-6- Hoşgeldin

383 46 21
                                    

Multi: Toprak'ın söylediği şarkı

Kendi başına altından kalkmaya çalıştığı bir enkaz vardı. Biliyordum, nereden tutsam elimde kalırdı. Tutmaya korkuyordum.

Ama tutacaktım. Ellerinden tutup onu oradan çıkaracaktım.

Ellerimdeki ellerini sımsıkı tutuyordum. Bu cesaret nereden gelmişti, bu doğru muydu, pişman olacak mıydım?

Şu an hiçbiri umurumda değildi. Tüm fikrim Evren'in gözlerinin akıttığı yaşlarda ve yaşadığı acılardaydı. Ve aynı doğrultuda zikrim de orada olacaktı.

"Sen buna engel olabilir misin? Seni dağıtsam bile toparlanıp beni bir arada tutabilir misin? Düşmeme mani olabilir misin?" diye sordu.

Çaresizdi.

Gözyaşlarım dudaklarımın arasına yavaş yavaş yerleşirken yutkundum. Başımı hızla sallayıp "Olurum. Engel de olurum, desteğin de olurum, dostun da olurum." dedim.
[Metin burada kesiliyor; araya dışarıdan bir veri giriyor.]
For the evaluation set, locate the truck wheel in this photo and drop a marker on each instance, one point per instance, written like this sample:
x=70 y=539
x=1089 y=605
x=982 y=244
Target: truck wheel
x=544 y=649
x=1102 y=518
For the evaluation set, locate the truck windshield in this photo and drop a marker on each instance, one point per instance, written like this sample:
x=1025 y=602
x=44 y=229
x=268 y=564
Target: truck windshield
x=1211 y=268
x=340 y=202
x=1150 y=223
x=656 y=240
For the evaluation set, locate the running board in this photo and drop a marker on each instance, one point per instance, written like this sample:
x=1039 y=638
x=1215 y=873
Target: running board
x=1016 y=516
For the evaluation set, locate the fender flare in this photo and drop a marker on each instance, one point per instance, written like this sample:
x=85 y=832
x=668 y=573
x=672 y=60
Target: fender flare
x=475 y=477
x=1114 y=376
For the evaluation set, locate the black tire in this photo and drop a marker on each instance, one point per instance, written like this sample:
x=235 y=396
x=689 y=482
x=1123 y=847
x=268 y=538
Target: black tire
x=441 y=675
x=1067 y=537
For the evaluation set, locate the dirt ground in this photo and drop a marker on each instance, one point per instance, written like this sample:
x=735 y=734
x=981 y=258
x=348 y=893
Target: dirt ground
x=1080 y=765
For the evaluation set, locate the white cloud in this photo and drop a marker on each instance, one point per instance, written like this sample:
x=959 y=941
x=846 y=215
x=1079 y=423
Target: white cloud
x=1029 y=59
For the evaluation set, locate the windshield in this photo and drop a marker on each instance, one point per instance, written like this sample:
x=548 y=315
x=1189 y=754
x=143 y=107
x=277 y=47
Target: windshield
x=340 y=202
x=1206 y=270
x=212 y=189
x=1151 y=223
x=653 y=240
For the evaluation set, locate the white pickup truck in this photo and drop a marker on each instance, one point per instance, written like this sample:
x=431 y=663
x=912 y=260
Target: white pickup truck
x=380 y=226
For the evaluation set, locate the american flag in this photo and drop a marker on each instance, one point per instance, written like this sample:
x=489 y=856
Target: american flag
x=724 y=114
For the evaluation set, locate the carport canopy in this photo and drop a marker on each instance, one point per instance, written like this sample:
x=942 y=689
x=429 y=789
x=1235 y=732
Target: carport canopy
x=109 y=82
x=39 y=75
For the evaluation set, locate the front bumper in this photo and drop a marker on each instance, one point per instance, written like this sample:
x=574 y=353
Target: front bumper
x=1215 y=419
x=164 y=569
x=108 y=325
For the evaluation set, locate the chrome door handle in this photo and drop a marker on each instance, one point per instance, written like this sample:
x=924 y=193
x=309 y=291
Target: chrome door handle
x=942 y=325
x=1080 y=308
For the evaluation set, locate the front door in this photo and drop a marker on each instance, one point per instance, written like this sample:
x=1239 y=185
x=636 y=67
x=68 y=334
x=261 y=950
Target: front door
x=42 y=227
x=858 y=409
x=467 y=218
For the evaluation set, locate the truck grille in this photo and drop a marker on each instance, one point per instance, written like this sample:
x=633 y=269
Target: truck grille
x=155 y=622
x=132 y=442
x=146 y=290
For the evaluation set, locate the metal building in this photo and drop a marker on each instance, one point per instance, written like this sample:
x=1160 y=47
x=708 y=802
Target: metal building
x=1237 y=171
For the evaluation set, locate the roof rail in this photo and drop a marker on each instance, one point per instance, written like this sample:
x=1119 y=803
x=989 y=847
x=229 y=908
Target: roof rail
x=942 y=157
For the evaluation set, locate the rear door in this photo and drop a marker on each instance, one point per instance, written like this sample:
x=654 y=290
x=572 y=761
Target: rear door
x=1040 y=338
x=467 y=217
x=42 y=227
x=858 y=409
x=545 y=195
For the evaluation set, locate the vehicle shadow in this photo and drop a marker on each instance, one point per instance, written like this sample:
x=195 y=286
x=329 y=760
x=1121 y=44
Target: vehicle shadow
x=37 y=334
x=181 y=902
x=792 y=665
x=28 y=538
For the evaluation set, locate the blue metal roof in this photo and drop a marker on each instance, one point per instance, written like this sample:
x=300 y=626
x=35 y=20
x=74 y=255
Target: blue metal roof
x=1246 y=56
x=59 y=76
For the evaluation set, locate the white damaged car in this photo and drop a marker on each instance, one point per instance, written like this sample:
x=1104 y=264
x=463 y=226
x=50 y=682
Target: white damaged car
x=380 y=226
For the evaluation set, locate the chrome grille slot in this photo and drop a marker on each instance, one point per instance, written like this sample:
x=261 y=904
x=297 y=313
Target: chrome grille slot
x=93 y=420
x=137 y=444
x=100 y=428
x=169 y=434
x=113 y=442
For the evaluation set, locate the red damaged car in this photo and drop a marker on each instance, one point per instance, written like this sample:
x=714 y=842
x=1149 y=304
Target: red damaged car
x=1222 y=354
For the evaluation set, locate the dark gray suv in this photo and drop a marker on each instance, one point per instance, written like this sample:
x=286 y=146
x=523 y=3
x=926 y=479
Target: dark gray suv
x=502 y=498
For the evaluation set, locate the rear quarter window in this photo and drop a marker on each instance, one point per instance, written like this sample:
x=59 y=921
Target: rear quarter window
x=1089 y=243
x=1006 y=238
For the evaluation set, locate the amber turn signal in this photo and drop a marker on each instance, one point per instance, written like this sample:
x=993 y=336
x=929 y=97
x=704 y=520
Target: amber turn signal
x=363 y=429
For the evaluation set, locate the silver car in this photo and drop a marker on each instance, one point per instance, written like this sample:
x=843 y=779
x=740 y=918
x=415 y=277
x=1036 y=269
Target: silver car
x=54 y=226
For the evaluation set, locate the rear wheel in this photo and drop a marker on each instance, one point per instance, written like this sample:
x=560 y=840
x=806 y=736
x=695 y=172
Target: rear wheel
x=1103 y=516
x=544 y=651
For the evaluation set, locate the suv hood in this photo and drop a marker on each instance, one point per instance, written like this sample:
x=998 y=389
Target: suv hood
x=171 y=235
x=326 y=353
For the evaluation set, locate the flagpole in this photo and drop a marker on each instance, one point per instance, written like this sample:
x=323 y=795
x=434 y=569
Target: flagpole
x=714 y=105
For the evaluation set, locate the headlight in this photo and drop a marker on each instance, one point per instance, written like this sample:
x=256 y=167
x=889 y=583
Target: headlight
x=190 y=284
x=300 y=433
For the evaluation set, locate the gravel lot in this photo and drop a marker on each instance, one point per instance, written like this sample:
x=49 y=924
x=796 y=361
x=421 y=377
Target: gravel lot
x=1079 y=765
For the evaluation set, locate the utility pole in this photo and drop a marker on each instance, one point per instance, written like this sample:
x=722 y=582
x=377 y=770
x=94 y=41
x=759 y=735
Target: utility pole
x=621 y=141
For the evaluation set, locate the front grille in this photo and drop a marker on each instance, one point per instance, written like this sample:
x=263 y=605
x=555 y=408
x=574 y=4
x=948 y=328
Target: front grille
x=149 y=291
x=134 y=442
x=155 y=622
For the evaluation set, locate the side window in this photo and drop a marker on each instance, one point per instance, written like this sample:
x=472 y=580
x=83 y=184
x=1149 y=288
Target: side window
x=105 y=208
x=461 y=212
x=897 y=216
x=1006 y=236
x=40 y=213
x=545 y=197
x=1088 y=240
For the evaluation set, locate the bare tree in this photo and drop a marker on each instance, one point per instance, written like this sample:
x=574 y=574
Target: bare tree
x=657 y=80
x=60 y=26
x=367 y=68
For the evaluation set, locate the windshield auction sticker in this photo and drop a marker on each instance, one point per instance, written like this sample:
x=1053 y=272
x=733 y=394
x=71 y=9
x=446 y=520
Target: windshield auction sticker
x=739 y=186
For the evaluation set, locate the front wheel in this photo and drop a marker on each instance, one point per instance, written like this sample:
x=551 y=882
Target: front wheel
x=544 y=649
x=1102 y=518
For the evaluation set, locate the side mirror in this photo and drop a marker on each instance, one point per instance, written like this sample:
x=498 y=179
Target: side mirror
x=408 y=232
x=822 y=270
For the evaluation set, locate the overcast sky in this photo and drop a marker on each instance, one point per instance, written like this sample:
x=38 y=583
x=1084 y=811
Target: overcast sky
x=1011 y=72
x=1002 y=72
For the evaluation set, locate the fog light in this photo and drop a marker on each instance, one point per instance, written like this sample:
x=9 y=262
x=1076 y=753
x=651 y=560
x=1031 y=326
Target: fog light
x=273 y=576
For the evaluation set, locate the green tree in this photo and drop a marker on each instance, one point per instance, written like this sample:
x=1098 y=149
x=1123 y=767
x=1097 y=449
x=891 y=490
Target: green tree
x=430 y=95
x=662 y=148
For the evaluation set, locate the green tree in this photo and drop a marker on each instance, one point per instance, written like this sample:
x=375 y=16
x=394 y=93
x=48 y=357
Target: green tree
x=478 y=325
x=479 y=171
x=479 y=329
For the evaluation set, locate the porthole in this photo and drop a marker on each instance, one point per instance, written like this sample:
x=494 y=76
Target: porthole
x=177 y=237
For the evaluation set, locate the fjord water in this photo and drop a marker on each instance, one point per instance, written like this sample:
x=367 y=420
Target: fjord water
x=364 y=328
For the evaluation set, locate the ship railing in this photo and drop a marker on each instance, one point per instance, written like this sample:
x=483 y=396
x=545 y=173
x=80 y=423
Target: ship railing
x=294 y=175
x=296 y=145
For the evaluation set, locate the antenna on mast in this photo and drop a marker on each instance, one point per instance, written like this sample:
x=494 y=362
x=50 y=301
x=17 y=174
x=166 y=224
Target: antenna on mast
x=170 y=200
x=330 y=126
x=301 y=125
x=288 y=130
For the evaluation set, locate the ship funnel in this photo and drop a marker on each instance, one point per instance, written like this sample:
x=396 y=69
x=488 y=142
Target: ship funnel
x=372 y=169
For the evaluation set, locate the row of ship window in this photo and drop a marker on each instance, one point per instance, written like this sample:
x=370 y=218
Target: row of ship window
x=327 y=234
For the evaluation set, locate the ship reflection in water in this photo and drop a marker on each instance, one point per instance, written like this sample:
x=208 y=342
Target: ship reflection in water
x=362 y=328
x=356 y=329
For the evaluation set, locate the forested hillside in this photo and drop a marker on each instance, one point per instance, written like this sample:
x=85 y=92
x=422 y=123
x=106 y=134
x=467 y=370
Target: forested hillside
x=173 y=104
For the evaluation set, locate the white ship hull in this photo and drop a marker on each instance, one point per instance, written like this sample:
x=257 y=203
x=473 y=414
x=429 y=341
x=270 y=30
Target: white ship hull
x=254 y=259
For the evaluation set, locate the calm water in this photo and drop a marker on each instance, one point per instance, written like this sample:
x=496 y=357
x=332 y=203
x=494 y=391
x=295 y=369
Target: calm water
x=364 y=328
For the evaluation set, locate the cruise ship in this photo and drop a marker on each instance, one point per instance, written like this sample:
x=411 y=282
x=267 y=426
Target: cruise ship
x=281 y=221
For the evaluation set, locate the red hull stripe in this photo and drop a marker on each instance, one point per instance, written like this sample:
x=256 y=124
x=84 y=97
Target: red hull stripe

Ben ne dediğimi bilmiyordum.

"Bana yardım et." dedi.

Koca bir adam, karşımda bir kız yüzünden ağlıyordu. Gerçekten, o kadar yardıma muhtaç görünüyordu ki... Gerçi ben de ona yardım etmeye muhtaçtım. Bunu içten içe biliyordum.

Ellerini yavaşça bıraktım ve kısa bir süre yüzümü ovuşturup başımı salladım. Ellerimi yüzümden çektiğimde karşımda Evren'i görememiştim. Paniğe kapılan bedenim hızla ayağa fırlarken tam sol tarafından gelen ürpertiyle o tarafa döndüm. Evren tam yanımda duruyordu ve ben bunu fark edememiştim.

Cidden, aklım beş karış havadaydı.

"Ne yapıyorsun bu... "

Cümlemi tamamlamam için bana izin vermedi. Kollarını bedenime sıkıca dolayıp sarıldı. Sımsıkı sarılıyordu.
O ana dek maruz kaldığım bütün kötülüklerden soyutlanmış gibiydim.

İlk kez tattığım bu duygu böğrüme öküz oturmasını sağlarken yavaşça kollarından çıkmaya çalıştım.

Kollarını daha da sıkıp "Dur." diyene kadar devam etti bu çabam.
"Sen iyi birisin, Toprak. Hayatıma hoşgeldin." dedi.

Tam olarak o anda, birbirimiz için geçici kişiler olmayacağımızı anlamıştım. Bu his tüm bedenimi kaplamıştı.

***

Tekrar aşağı inmiş, karaoke yapan gençleri seyredip sohbet etmiştik. Hakkında birçok şey öğrenmiştim. Tabii o da benim hakkımda.

Palyaçolaran korktuğumu, yüksek sesten nefret ettiğimi, en sevdiğim şarkı türün rap olduğunu, saçlarımı kestirmek istediğimi ama bir türlü cesaret edemediğimi, yemek yapmaktan acayip zevk aldığımı ve daha birçok şey anlatmıştım ona.

Tabii o da bana. Ama onun bana anlattığı gibi hayatımı anlatmamıştım hiç. O da sormamıştı zaten.

Aşağı inmiş olsak da yukarıda konuşulanların hatırlattığı acılarla yüzleştiği belliydi. Yüzü asık, gözleri parçalı bulutluydu.

"Bitti mi şimdi gece? Bu kadar mıydı?" dedim. Kendine dönsün, eğlenip gülsün istiyordum. İki dakika önce ağlayıp hemen ardından sırıtabilen biriydi Evren. Çok değişkendi ve daima canlı tutabildiği bir tarafı vardı. Orayı harekete geçirmeye çalışıyordum.

Amacıma ulaşmış olacağım ki, kaşlarını yaramaz bir çocuk edasıyla kıpırdatıp "Bilmem, bitmesini istemezsen bitmez bu gece." Dediğinde onun keyfini yerine getirme sorumluluğunu tamamiyle üzerime alıp sağ elimin parmaklarıyla burun kemerimi sıktım. "O halde dinle ve izle beni." Dedim ve ayağa kalkıp boş olan sahneyi doldurmak üzere adımladım.